Reputation: 1421
I was going through a tutorial for list data scraping from a web page and wehave a BeautifulSoup object named 'soup', I am supposed to find all the elements from 'soup' such that they are in a table and the element is in some class so they did this:
> [t["class"] for t in soup.find_all("table") if t.get("class")]
so I don't understand 2 things here, what is t["class"]
doing in here why didn't we simply write t
since the if condition is applied on the right why do we need to do t["class"]
in the first place.
and why are we using .get() method as boolean in this case, I mean does it not return the value stored for a key in a dictionary?

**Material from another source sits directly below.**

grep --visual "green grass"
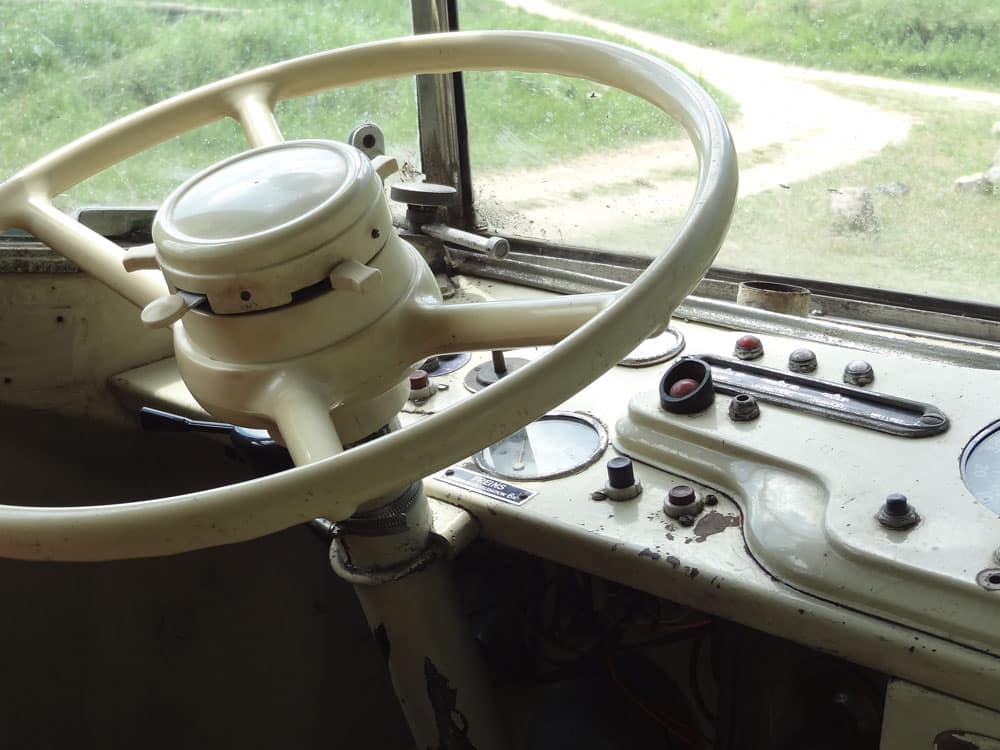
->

Does it mean the beautiful soup object is a dictionary?
Upvotes: 2
Views: 85
Reputation: 77912
"what is t["class"] doing in here why didn't we simply write t"*
Obviously because the author wanted to retrieve the class
attribute of the tag, not the full tag.
why are we using .get() method as boolean in this case, I mean does it not return the value stored for a key in a dictionary?

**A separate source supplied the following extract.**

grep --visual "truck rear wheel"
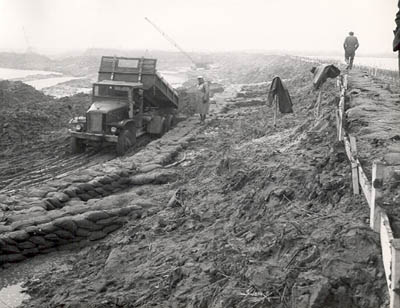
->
[165,114,174,132]
[71,137,86,154]
[117,126,136,156]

dict.get(key[, default=None])
does indeed return the value for key key
if it's set or default
(which defaults to None
) if it isn't.
The goal here is obviously to only get class
for tags having one.
Does it mean the beautiful soup object is a dictionary?

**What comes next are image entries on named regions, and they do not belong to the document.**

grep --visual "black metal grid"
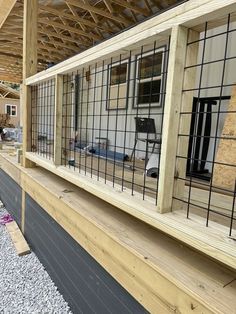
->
[62,38,170,204]
[31,79,55,160]
[176,15,236,236]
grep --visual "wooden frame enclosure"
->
[21,0,236,268]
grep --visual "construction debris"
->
[6,221,30,256]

Here 't' is not "the beautiful soup object', it's a Tag
instance. And while not strictly being a dict
, it does behave as a one wrt/ html attributes indeed. This is documented FWIW.
Upvotes: 2
Reputation: 54223
dict.get
returns the value associated with the key it's given, or None
. As an example:
>>> foo = {'spam': 'eggs'}
>>> foo.get('spam')
'eggs'
>>> foo['spam']
'eggs'
>>> foo.get('bar')
None
>>> foo['bar']
Traceback (most recent call last):
File "<stdin>", line 1, in <module>
KeyError: 'bar'
I'm not familiar with BeautifulSoup, so it might be necessary in this case to do something like this, but typically you'd just check for membership before including
[t['class'] for t in soup.find_all('table') if 'class' in t]
Or more rarely use dict.get
in the selector and filter out the None
objects afterwards
tmp = [t.get('class') for t in soup.find_all('table')]
result = filter(tmp, None)
# this is equivalent to:
# result = [v for v in tmp if v]
Upvotes: 1
Reputation: 1901
Is an example of your tutorial, you probably wan't to get the text, not the class
I will write the list compreheision as "for" format:
result = []
tables = soup.find_all("table")
for t in tables:
if t.get("class"): #Check if tables have class attribute
result.append(t["class"]) #Probably you don't wan't the class name of the table, maybe you wan't the text
Upvotes: 0